Поэтому я предпринял попытку защитить человечество от врага, который само это человечество стремится упразднить. Противополагая рассудок и здравомыслие обману и порокам, я вознамерился своими рассуждениями опровергнуть так сочинение Макиавелли – от первой главы до последней, чтобы это противоядие непосредственно следовало за заразой данного учения.
Я всегда считал Макиавеллиеву книгу об образе государственного правления одной из самых опаснейших среди всех вышедших до настоящего времени сочинений. Эта книга, без сомнения, должна дойти до рук любящих науку управления. Однако никто не способен так быстро посредством поощряющих слабости правил, приведенных в ней, быть развращен, как молодой честолюбивый человек, дух и разум которого еще не изощрены в том, чтоб правильно различить добро и зло.
И разве не почитается уже за зло то, что развращает невинность частного лица, несведущего в делах сего света? Но уж гораздо вредоноснее будет развращение государей, которые управляют народами, производят суд, являют пример своим подданным, и которые через свое благотворение, великодушие и милосердие должны быть живым подобием божества.
Наводнение, опустошающее земли, молнии, обращающие города в пепел и моровое поветрие, истребляющее народ целыми областями, не могут быть столь вредоносны, как опасное учение и необузданные страсти государей. Гроза небесная продолжаясь лишь малое время, опустошает только некоторые области. Убыток от них хотя бывает и чувствителен, однако его все же можно возместить. Но что касается пороков государей, то вред от них своему народу гораздо длительнее.

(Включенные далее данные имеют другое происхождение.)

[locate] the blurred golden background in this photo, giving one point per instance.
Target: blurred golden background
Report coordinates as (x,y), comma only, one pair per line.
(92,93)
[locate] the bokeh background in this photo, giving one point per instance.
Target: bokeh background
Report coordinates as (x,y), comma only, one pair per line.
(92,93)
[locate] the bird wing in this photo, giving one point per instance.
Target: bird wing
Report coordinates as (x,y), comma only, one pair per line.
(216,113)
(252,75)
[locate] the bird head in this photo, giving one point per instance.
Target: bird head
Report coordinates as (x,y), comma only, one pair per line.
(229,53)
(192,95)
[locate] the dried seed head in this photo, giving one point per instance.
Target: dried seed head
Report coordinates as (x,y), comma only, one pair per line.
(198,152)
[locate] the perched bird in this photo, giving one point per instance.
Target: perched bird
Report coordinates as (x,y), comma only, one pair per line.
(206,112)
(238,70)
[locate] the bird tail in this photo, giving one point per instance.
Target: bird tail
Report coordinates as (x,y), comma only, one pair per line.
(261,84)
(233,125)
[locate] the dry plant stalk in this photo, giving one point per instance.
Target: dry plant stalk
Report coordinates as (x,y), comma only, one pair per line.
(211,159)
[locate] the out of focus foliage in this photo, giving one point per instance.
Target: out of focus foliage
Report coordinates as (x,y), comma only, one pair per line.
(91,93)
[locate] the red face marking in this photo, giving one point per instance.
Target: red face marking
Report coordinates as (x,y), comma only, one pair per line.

Когда государи имеют возможность делать добро, если они этого пожелают, то равным образом имеют они также власть и силу, по определению своему, делать зло, и тогда сожаления достойно то состояние подданных, в котором они находятся по причине злоупотребления высочайшей властью: если бывают подвержены опасностям их собственность от ненасытности государя, их вольность от его своенравия, их спокойствие от его честолюбия, их безопасность от его недоверчивости и их жизнь от его бесчеловечия. Печальна участь того государства, в котором правитель захотел бы царствовать по предписаниям Макиавелли.
Впрочем я не ранее того завершу свое вступление, как упомяну о тех, кто думают, будто Макиавелли скорее описывал то, что действительно делают сами государи, чем советовал, что им надлежит делать. Эта мысль многим понравилась потому, что позволила смотреть на сочинение Макиавелли как на сатиру.
Все те, кто против государей произнесли это изречение, без сомнения имели в виду злых князей, живших в одно время с Макиавелли, деяниями которых он руководствовался, или всех, кого обольстила жизнь некоторых тиранов, этого позорного пятна человечества. Я прошу этих судей, дыбы они приняли во внимание то, что соблазн престолом бывает слишком силен, чтобы против него устояла добродетель, присущая человеческой природе, и, поэтому, не стоит удивляться, если среди столь великого числа добрых государей можно найти несколько злых. Так, из числа римских императоров, исключив Нерона, Калигулу и Тиберия, каждый вспоминает с удовольствием Тита, Траяна и Антония, приобретших добродетелью священное имя.